DarkerSide.org was a tumblr about recumbents, and is now a WordPress-powered thing where your humble author (Rob Williams) spouts forth about a variety of things that I find interesting.
Should you be overcome with the need to get in touch email is your best bet: firstname.lastname@example.org. If PGP encryption is your thing I can do that; my public key is on most key servers, or at the bottom of this page (fingerprint:
B84A FA83 E628 BC06 E449 DAE1 7A26 B85F 137A 805C).
I also respond to a silhouette of a cycle projected onto the clouds in the Glasgow area and loud cries of ‘free cake’.
I’m on Twitter (@DarkerSide), and if none of those options work for you, use this form:
Some more stuff:
Copyright and licensing
This blog is licensed under a Creative Commons Attribution-NonCommercial-ShareAlike 3.0 Unported License, except where explicitly stated otherwise. Effectively, you are free to copy, reuse and rework any of my blog content for non-commercial use as long as you tell people where it’s from (this blog), and put any resulting work under the same or a similar license. If I’ve borrowed content with permission from elsewhere and this doesn’t apply I’ll make it clear. If you’re unclear on anything, drop me an email (email@example.com).
Photos that I’ve borrowed with permission from elsewhere (easily identified because they don’t look like they were taken by an incompetent fool with a phone camera) generally will not fall under this. Read the caption, or click the specific image.
Using stuff for commercial purposes will almost always be fine as well, but please get in touch first. If you don’t, I will clobber you with the appropriate copyright law until you shift whatever you’ve created to a Creative Commons license as well. I will find this hilarious, you probably wont.
Sharing is good, folks. Stealing ain’t.
Comments made after 29 January 2014 (when I wrote this addition) automatically fall under the same license as the rest of the blog unless you state otherwise.
I do ask for a name and email address, Providing a name and contact details is optional, and will only use the email to get in touch if I’ve deleted or want to edit your comment, or to answer a question you’ve asked. Names will be displayed next to your comment. Emails will never be displayed.

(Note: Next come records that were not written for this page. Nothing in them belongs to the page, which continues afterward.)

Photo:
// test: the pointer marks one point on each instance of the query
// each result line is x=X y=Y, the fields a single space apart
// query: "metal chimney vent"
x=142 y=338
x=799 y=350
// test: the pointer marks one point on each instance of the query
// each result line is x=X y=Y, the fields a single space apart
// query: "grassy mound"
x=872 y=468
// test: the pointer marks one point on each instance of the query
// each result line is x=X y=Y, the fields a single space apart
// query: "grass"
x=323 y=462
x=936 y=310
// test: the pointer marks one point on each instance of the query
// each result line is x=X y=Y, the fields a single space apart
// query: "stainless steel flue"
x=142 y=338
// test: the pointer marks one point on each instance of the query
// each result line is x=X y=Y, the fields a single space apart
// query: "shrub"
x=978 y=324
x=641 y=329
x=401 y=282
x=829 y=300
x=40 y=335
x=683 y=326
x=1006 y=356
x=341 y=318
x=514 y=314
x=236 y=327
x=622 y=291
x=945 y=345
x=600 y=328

Comments will not be edited without discussion with you, apart from adding an automatic translation to anything not written in English or to blank out excessive swearing.

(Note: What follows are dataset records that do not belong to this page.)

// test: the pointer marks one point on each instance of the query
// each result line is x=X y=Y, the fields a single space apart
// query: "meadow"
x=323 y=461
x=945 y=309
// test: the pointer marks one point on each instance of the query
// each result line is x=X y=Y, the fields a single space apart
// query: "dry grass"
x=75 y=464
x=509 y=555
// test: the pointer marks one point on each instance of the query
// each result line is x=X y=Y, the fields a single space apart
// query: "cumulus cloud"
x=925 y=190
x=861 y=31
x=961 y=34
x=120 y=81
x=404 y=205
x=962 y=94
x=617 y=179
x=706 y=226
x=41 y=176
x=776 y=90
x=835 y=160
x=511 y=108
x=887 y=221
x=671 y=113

On which note, two general rules: be nice; no excessive swearing.
The automated wonders of Akismet block about two thousand spam comments from this blog per day. If your comment somehow ends up in that black pit (perhaps because your name actually is “Ch34p Prad4 Bag$”) then I’m afraid I’m not going to spot it. If your comment hasn’t appeared within a day or two, get in touch and I’ll try and find it. Note the first time you comment here I have to manually approve it, so there might be a slight delay anyway.

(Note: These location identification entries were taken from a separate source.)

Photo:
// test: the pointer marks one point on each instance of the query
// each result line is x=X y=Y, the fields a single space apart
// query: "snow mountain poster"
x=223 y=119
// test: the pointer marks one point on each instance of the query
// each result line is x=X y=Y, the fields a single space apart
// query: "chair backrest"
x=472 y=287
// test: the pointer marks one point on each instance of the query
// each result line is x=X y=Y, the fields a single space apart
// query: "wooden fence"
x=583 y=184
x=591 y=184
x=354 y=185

Style, spelling, appearance
You’re not fooling anyone by pretending to be interested in this stuff, you know.
When I can be bothered to check, I generally follow the Guardian style guide. I’ll use they as a gender-neutral singular pronoun (more here).
Despite occasional evidence to the contrary, I do know the difference between its and it’s; they’re, their and there; your and you’re.
The theme is a light modification of Anders Norén’s “Koji“.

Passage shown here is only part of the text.